17th Sunday of the Year [C] 2010

 

          Everyone likes a bargain!  How many of us will drive an extra mile to fill our gas tank up for five cents less per gallon than the station just down the street?  Many people also enjoy haggling over the price of something.  When I was a student in Rome, I used to love to haggle with the street vendors—it was a great game.  And car dealers hate to see me coming—I come loaded for bear.
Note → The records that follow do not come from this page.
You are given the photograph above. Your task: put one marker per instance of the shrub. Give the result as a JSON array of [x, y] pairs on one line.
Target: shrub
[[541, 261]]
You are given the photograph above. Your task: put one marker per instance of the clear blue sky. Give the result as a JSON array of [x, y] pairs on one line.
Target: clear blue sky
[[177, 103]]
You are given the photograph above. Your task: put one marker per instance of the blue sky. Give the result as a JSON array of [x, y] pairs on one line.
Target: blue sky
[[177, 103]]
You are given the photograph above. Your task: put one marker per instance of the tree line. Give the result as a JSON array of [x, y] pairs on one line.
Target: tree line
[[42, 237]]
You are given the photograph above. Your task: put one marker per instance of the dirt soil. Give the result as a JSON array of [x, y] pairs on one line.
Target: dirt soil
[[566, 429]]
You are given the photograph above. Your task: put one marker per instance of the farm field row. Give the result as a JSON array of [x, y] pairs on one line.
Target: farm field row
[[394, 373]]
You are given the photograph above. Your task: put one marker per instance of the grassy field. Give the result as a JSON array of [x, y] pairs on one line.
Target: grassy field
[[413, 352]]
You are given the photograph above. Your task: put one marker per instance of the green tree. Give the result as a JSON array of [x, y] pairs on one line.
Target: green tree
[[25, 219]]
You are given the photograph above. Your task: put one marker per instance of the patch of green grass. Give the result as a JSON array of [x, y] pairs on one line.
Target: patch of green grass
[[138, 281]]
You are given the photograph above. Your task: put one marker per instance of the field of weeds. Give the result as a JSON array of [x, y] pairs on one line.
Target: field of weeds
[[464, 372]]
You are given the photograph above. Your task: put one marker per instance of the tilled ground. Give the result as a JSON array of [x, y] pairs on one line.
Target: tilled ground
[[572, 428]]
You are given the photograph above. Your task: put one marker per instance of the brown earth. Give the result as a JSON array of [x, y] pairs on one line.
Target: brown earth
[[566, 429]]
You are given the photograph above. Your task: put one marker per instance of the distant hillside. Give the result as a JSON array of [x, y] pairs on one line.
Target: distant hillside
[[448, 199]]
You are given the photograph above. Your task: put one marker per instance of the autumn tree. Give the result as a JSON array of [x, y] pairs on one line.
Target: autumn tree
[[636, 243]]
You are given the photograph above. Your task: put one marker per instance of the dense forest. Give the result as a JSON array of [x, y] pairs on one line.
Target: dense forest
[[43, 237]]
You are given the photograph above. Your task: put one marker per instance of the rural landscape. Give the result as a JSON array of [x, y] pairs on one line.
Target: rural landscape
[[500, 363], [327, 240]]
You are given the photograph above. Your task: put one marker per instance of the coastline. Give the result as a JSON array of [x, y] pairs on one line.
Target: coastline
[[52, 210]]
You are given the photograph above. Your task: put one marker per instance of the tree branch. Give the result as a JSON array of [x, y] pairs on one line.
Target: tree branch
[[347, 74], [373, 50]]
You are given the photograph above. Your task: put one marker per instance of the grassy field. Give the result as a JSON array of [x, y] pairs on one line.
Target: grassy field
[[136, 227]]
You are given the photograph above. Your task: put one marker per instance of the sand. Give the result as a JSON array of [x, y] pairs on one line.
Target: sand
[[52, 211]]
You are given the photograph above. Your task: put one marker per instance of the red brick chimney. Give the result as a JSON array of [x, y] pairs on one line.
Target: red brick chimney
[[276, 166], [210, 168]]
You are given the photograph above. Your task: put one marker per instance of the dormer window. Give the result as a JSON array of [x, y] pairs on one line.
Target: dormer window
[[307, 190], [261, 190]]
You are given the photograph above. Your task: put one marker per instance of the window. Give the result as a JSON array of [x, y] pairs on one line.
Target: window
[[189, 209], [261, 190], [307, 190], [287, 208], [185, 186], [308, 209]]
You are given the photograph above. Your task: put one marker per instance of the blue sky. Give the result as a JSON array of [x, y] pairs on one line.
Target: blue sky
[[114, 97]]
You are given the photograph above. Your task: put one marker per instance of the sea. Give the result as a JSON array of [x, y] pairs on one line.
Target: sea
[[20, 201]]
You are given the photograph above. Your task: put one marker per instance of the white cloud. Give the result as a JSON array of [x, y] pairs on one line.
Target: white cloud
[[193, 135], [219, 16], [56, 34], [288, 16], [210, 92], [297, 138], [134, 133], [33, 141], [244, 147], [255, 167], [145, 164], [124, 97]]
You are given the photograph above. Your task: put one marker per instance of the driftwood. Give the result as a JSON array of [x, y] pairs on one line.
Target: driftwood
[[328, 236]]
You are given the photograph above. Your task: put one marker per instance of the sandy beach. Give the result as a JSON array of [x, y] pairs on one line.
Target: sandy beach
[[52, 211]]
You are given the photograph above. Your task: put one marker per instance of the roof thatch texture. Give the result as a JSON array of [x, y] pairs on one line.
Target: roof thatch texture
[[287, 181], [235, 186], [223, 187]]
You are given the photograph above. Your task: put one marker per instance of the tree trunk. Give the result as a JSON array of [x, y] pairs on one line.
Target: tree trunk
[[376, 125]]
I guess we all like to feel that we have had the last word on something.

 

          Even in prayer we bring out this quality of “bargaining” or “haggling.”  Remember the childhood bargains we made with God?  “Dear God, please let mom and dad get me a bike for my birthday, and I promise I’ll say my prayers every night.”  Or “Dear God, please let me pass all my tests this time and I promise I’ll study harder next semester.”

 

          Abraham is one of the best examples of persistent haggling.  He just never gives up or gives in.  Of course, he has a reason.  In this reading he is trying to save the lives of his nephew Lot and his family.  When the Lord mentions that he intends to see if Sodom and Gomorrah deserve the destruction that others were demanding, Abraham immediately begins to bargain for Lot’s rescue. 

 

          The first thing he did was the strategy of any good bargainer—he appealed to the goodwill of his opponent: Will you sweep away the innocent with the guilty?…  Should not the judge of the world act with justice?” He questions the integrity of the other, but this time the other happens to be God.

 

          The Lord agrees with Abraham and promises to spare Sodom and Gomorrah for fifty just people.  But Abraham suspects that the number of righteous people is far less than fifty, so he goes to work, whittling the Lord down to agree to spare the cities if only ten just people can be found.  So in the end it appears that Abraham has won the bargain.

 

          This is often the way with us in prayer, isn’t it?  After all our bargaining with God, it appears that we have gotten what we asked for—that we have won and God, in a sense, has been overwhelmed by our persistence.  I guess we have the same blindness as Abraham.  Although the reading today ends with the apparent victory of Abraham, the story goes on to tell of both the salvation of Lot and the destruction of Sodom and Gomorrah because, in fact, there were not even ten just people in the two towns.

 

          When the disciples ask Jesus to teach them how to pray, they too are making a bargain with him.  The bargain is that if they are taught to pray, they will pray.  And when Jesus answers, he teaches them a prayer filled with bargains: “Hallowed be your name…  Your kingdom come  Give us today our daily bread…”  And the toughest one of all: “Forgive us as we forgive those who sin against us.”

 

          Why is this prayer, which we say so often, so demanding?  One answer comes in Paul’s letter to the Colossians: It is because of the great bargain Jesus made with the Father for us: “He cancelled the bond that stood against us with all its claims, snatching it up and nailing it to a cross.”  Jesus Christ wagered his life for ours—the bargain exchanged his death for our life.

 

          That’s what all this bargaining is about—that we, like Abraham and Jesus, would be willing to stand and plead for someone else, that we would be willing to intercede for the happiness, safety, preservation, good fortune, or escape from death of another human being.

 

 

          The power of intercessory prayer—“bargaining” to a certain degree—takes a great deal of persistence, and maybe it will succeed for no other reason than the one given in this gospel passage—to shut up the petitioner.  But Jesus doesn’t say there’s anything wrong with that.  It operates in all of us, the human element protruding.  But if that’s the reason why in the end someone gets fed or sheltered or paid justly or freed from oppression or has their marriage saved, then the haggling has been worth it.

 

          Jesus promises answers, but he says that we have to be willing to ask, to seek and to knock.  We have to be willing to put ourselves into that pleading position and then accept the answer that is given.  The answer may not be what we expected; it may be more than we expected.  But we have to believe in the love and mercy and compassion of God, the same God who listened to Abraham, saved Lot, raised Jesus, and created us for life.